Peter proposes to add a test for all input queries to use http and ftp URLs as input. An example would be reference sequence data for assembly reading which is often stored as a URL in a BAM file. These need to be a text-based format for automatic detection to work. In general, reference sequences are in FASTA format. Samtools includes code which can be used as a model for FTP access.

Mahmut noted that samtools looks for remote files to match a BAM index, so it would be useful to preserve the URL of an open file for use in generating a URL for a related file.

3.4 New output formats

Peter has added bedgraph and wig (wiggle) as new xygraph output formats where the xygraph has a sequence: attribute defined in ACD. The x coordinates are the sequence base positions. The y coordinates are the data value, scaled to 0 to 1000 for a wiggle output. The sequence name is needed in bedgraph format.

3.5 EDAM

Jon has completed revision of the 'topic' branch with a clean separation of tool-centric and data-centric terms. The next task is a bottom-up cleanup of the 'operations' branch to check for a consistent level of detail.

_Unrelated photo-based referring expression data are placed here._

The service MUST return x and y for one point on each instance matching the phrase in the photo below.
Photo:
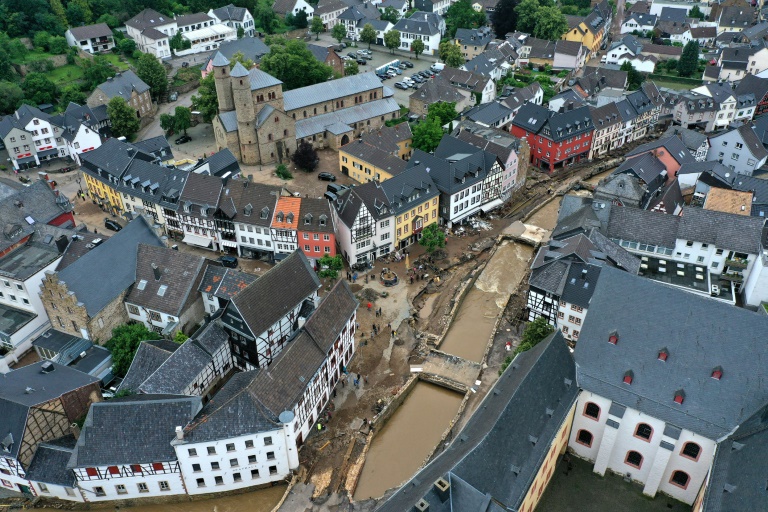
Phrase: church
(260, 124)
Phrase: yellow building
(364, 162)
(103, 194)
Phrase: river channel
(407, 438)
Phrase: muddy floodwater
(475, 319)
(406, 439)
(263, 500)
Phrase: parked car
(228, 261)
(112, 225)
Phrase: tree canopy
(125, 342)
(291, 62)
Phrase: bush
(283, 173)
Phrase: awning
(202, 241)
(491, 205)
(48, 152)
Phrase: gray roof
(494, 453)
(170, 279)
(132, 430)
(111, 264)
(267, 300)
(185, 365)
(15, 400)
(700, 335)
(725, 230)
(328, 91)
(148, 358)
(123, 84)
(91, 31)
(280, 388)
(49, 465)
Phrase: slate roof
(700, 334)
(150, 355)
(494, 454)
(257, 304)
(183, 367)
(331, 90)
(15, 401)
(170, 278)
(132, 430)
(112, 265)
(123, 84)
(49, 465)
(223, 282)
(279, 388)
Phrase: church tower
(246, 114)
(223, 86)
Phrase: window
(584, 437)
(680, 479)
(634, 459)
(592, 410)
(691, 451)
(644, 431)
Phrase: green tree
(417, 46)
(71, 94)
(123, 118)
(317, 27)
(527, 11)
(551, 23)
(689, 60)
(351, 68)
(38, 89)
(205, 101)
(392, 40)
(96, 71)
(127, 46)
(368, 35)
(427, 135)
(182, 119)
(125, 342)
(390, 14)
(443, 111)
(534, 333)
(432, 238)
(305, 157)
(339, 32)
(242, 59)
(11, 96)
(504, 17)
(292, 63)
(149, 69)
(330, 266)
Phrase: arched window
(691, 450)
(644, 431)
(592, 410)
(634, 459)
(584, 437)
(680, 479)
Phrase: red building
(556, 139)
(315, 229)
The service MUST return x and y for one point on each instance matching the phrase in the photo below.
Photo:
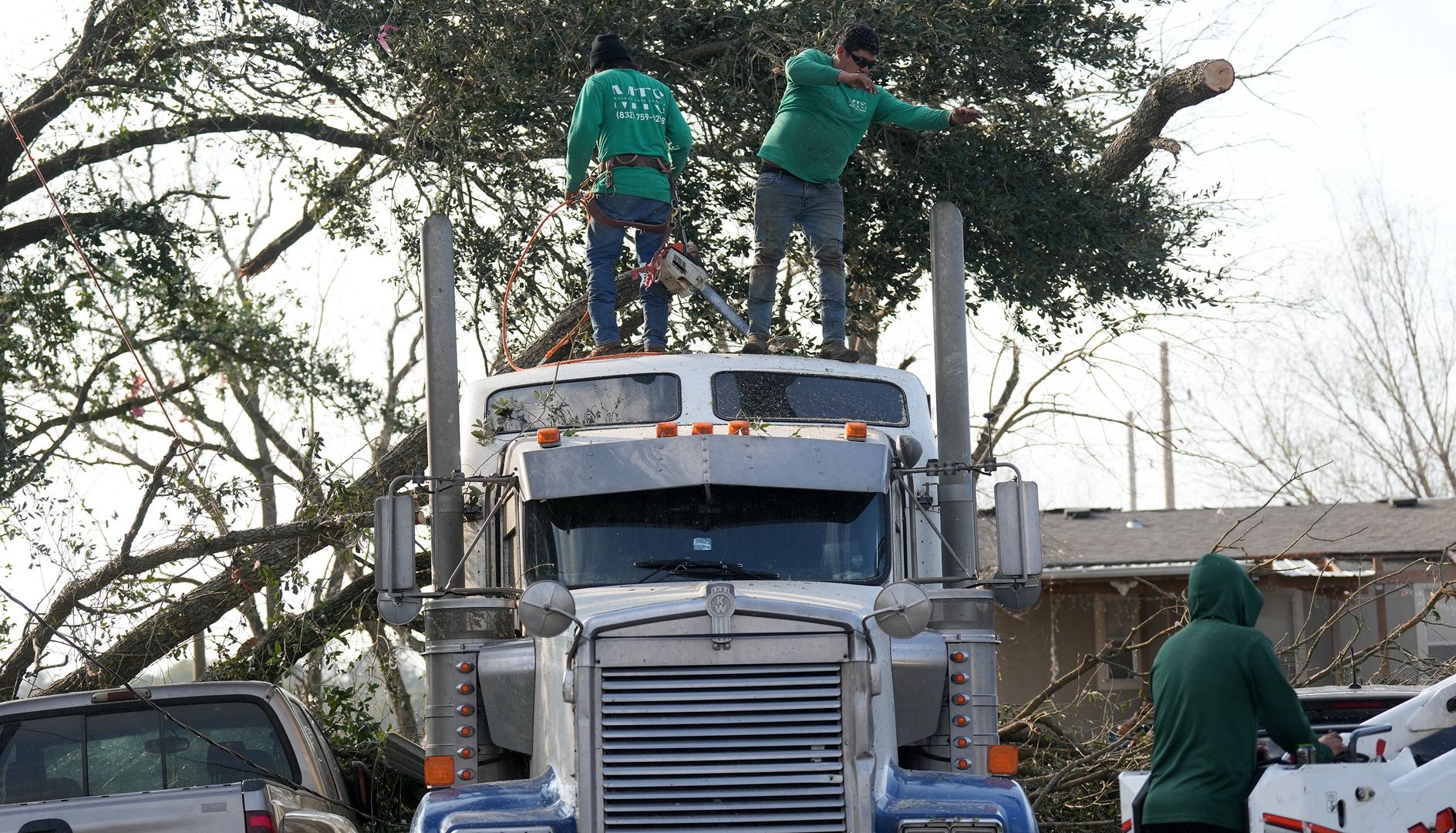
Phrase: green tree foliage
(375, 110)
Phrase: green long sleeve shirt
(1213, 683)
(820, 121)
(625, 111)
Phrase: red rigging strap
(142, 369)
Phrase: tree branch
(1164, 99)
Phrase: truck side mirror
(546, 609)
(1018, 529)
(902, 609)
(395, 558)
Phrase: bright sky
(1353, 105)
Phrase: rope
(121, 328)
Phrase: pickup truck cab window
(693, 533)
(795, 396)
(136, 750)
(578, 403)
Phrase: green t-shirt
(624, 111)
(1213, 682)
(820, 121)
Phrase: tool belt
(631, 160)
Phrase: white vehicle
(106, 762)
(1385, 794)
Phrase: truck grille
(723, 747)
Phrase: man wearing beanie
(632, 124)
(826, 110)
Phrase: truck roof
(165, 692)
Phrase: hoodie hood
(1219, 588)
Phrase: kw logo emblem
(720, 609)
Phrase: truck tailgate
(214, 808)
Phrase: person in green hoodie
(1213, 683)
(632, 124)
(826, 110)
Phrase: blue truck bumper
(910, 797)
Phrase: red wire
(506, 300)
(121, 328)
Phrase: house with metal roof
(1334, 580)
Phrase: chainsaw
(682, 271)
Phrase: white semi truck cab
(709, 593)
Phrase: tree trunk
(206, 605)
(1164, 99)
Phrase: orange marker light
(1002, 759)
(439, 771)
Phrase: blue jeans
(603, 252)
(778, 203)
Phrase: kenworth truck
(709, 593)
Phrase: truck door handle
(46, 826)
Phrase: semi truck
(711, 592)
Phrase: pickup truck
(106, 760)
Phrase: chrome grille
(723, 747)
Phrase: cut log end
(1218, 75)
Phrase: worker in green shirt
(826, 110)
(1213, 683)
(632, 124)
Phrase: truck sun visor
(670, 462)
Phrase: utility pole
(1168, 430)
(1131, 467)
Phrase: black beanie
(606, 49)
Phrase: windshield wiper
(699, 568)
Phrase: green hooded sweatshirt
(1213, 683)
(820, 121)
(619, 113)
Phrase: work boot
(838, 351)
(756, 346)
(603, 350)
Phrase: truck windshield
(708, 532)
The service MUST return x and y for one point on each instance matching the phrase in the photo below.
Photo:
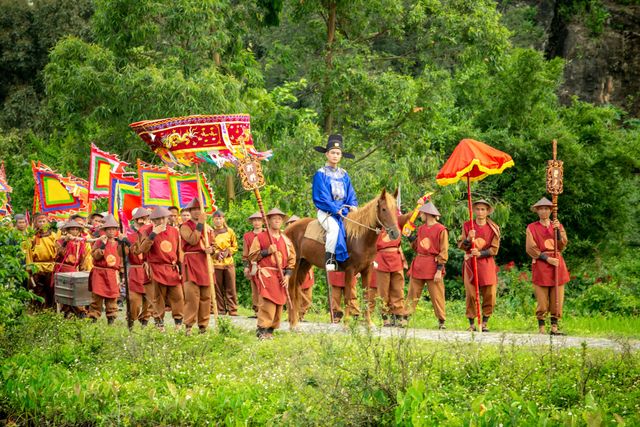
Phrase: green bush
(608, 298)
(73, 372)
(14, 294)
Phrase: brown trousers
(110, 305)
(487, 296)
(139, 306)
(269, 314)
(197, 305)
(546, 297)
(370, 294)
(255, 296)
(306, 296)
(44, 288)
(350, 300)
(174, 295)
(391, 291)
(150, 293)
(436, 293)
(226, 296)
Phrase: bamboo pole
(554, 200)
(206, 245)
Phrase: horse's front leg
(350, 293)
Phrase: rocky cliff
(599, 40)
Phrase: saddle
(314, 231)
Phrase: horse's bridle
(377, 230)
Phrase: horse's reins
(377, 230)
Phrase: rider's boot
(330, 262)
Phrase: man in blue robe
(334, 197)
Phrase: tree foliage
(403, 81)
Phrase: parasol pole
(474, 261)
(206, 245)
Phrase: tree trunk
(331, 33)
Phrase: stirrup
(330, 262)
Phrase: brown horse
(361, 229)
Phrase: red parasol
(473, 160)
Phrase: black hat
(335, 141)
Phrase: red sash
(541, 271)
(195, 259)
(137, 271)
(163, 256)
(424, 265)
(268, 275)
(487, 270)
(104, 276)
(73, 256)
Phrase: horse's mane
(366, 215)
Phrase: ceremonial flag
(124, 195)
(79, 188)
(4, 184)
(473, 160)
(51, 194)
(155, 189)
(100, 167)
(184, 188)
(5, 205)
(218, 139)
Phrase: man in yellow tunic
(41, 258)
(225, 244)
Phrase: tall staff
(206, 245)
(555, 188)
(252, 178)
(125, 261)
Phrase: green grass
(509, 320)
(57, 372)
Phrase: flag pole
(206, 245)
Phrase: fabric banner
(51, 194)
(100, 166)
(218, 139)
(155, 189)
(184, 189)
(5, 204)
(4, 184)
(124, 195)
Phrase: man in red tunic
(251, 268)
(540, 247)
(431, 244)
(275, 266)
(197, 286)
(73, 254)
(160, 242)
(389, 265)
(140, 301)
(306, 287)
(486, 237)
(104, 276)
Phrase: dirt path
(491, 338)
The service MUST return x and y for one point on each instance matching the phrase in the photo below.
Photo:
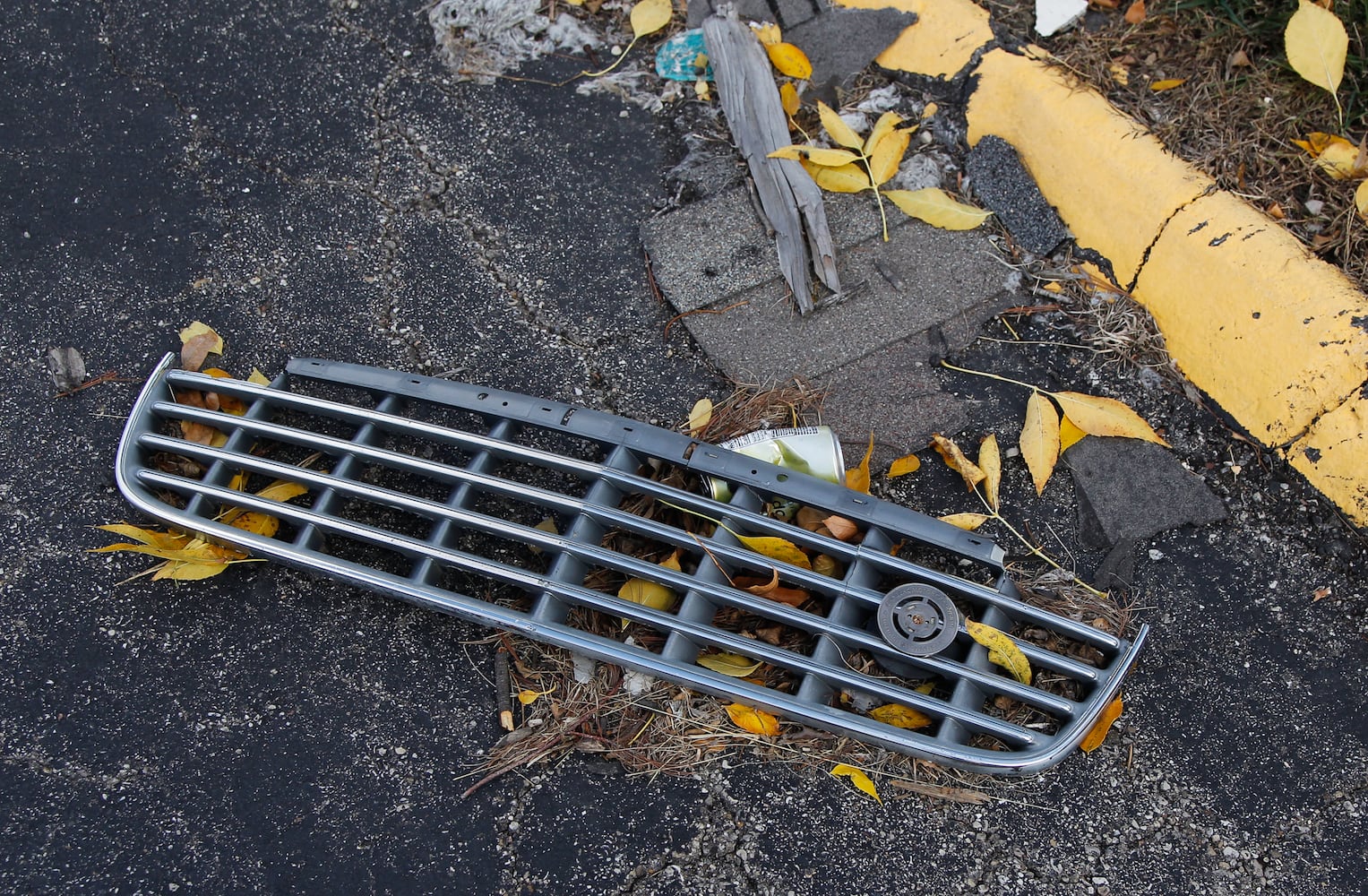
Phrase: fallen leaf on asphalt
(731, 665)
(1106, 416)
(789, 60)
(1069, 434)
(1318, 46)
(776, 547)
(766, 33)
(991, 461)
(1336, 156)
(856, 478)
(197, 342)
(753, 719)
(937, 208)
(650, 17)
(700, 416)
(1097, 734)
(839, 130)
(775, 591)
(968, 521)
(1001, 650)
(817, 155)
(957, 461)
(858, 779)
(1040, 439)
(848, 178)
(527, 698)
(900, 716)
(903, 465)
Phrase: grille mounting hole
(918, 620)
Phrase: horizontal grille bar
(427, 487)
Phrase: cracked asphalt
(304, 177)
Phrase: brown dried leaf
(858, 477)
(957, 461)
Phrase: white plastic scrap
(1055, 15)
(483, 39)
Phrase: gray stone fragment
(1002, 182)
(839, 43)
(1133, 490)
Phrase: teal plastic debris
(676, 56)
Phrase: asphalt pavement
(309, 181)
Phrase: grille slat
(433, 482)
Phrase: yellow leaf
(903, 465)
(768, 33)
(888, 155)
(991, 461)
(776, 547)
(882, 127)
(1001, 650)
(957, 461)
(1334, 155)
(257, 522)
(817, 155)
(1097, 734)
(189, 572)
(858, 779)
(900, 716)
(651, 594)
(856, 478)
(197, 342)
(527, 698)
(937, 208)
(840, 529)
(775, 591)
(731, 665)
(1105, 416)
(789, 60)
(700, 416)
(1316, 46)
(1040, 439)
(753, 719)
(650, 17)
(840, 132)
(968, 521)
(1069, 434)
(848, 178)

Users, especially in Bergen, have suggested a number of definition updates and proposed merges of related terms.

Updates of the format and identifier branches are complete.

4. Administration

Michael and Peter discussed the pros and cons of providing EMBOSS on github. Unfortunately there is already an EMBOSS project as part of biolib, and an emboss user as part of BioPerl. Maintaining the existing CVS repository may be the simplest option.

5. Documentation and Training

None.

6. User queries and answers

All done.

7. AOB

None.

8. Date Of Next Meeting

The next EMBOSS meeting will be on Monday 24th October.